A new normal demands new technologies. The pandemic has pushed financial institutions to achieve seven years’ worth of digitisation in a matter of months. Going forward, this process will continue as financial institutions leverage new technologies to cope with a rapidly evolving remote customer base. Yet staff first need to know how to use these new technologies to guarantee the success of the enterprise.

So, what technologies should banks focus on to make sure they continue to flourish? How do they develop the skills needed to unlock its potential? An approach that puts ‘learning on the job’ at its heart is the answer.

 

The technology horizon

The pace of technological change won’t slow any time soon. In fact, it’s more likely to accelerate as key stakeholders see the benefits of tech adoption first-hand and push to take them even further.

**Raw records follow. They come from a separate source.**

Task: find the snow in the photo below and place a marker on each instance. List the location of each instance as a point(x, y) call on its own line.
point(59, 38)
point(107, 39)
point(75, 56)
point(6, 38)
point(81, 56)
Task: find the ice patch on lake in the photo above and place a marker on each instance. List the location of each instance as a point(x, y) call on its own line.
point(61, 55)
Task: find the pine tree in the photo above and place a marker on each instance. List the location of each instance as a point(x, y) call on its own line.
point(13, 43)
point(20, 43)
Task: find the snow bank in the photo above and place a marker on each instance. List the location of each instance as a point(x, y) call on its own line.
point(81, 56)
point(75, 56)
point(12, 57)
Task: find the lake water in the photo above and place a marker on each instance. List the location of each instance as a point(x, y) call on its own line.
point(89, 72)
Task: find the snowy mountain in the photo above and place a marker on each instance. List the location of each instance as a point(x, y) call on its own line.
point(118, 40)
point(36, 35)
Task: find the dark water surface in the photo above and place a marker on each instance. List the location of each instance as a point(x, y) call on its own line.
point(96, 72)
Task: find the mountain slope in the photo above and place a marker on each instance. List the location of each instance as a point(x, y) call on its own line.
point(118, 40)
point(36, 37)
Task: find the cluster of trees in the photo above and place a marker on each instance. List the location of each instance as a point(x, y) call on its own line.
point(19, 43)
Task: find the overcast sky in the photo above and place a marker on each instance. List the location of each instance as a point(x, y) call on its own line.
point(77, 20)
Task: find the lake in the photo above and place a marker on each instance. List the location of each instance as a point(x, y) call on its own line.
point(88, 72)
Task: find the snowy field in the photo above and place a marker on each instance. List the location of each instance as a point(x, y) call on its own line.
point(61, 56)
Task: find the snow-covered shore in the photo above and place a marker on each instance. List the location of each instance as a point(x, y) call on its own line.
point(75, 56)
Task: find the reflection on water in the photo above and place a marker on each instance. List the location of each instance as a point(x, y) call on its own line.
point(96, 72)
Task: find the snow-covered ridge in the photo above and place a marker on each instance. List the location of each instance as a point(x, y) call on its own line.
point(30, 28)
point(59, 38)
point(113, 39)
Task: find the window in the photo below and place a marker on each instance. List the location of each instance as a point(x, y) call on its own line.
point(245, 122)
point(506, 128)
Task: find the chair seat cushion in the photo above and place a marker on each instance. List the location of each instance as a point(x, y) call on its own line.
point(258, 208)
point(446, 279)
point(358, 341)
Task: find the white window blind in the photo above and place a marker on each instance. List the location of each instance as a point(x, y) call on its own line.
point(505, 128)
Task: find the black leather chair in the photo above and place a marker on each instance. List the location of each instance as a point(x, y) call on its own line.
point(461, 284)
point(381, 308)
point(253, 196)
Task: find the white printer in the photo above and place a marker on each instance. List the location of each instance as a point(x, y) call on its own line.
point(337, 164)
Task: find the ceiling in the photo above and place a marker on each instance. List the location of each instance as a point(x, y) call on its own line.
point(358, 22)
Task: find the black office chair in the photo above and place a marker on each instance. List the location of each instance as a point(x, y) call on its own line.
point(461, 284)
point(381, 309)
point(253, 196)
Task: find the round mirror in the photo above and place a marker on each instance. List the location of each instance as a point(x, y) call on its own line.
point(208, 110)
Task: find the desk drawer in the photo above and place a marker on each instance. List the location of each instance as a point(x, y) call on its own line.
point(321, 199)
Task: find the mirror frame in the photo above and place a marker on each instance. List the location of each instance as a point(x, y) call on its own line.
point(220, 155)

During the pandemic, digitisation efforts were focused on enabling work and services to continue despite the challenges and restrictions. The next step will be to leverage technology that makes these even more competitive and efficient.

As a result, the great cloud migration is certain to continue. When data is centralised and accessible in the cloud, it becomes easier to manage and apply sophisticated analytics to. The output will be more immediate, personalised customer experiences, key at a time when customer interactions will remain digital-first or digital only.

Alexia Pedersen

There’s also a growing regulatory imperative behind cloud adoption. Stricter regulations and changing technology require financial services organisations to make major changes in how they handle sensitive data. A cloud-based architecture gives them the speed and agility required for continual delivery and faster time to market, with the peace of mind knowing customer data is secure.

Financial institutions will similarly double down on their investment in artificial intelligence (AI) solutions. AI leaders in financial services are already achieving a fifth (19%) of all companywide revenue growth thanks to their AI initiatives. By combining deep thinking and machine learning with powerful supercomputing, institutions can automate complex tasks and decision-making processes at every segment. More powerful virtual assistants are on the horizon for both staff and customers, boosting efficiency and serving a more satisfying user experience.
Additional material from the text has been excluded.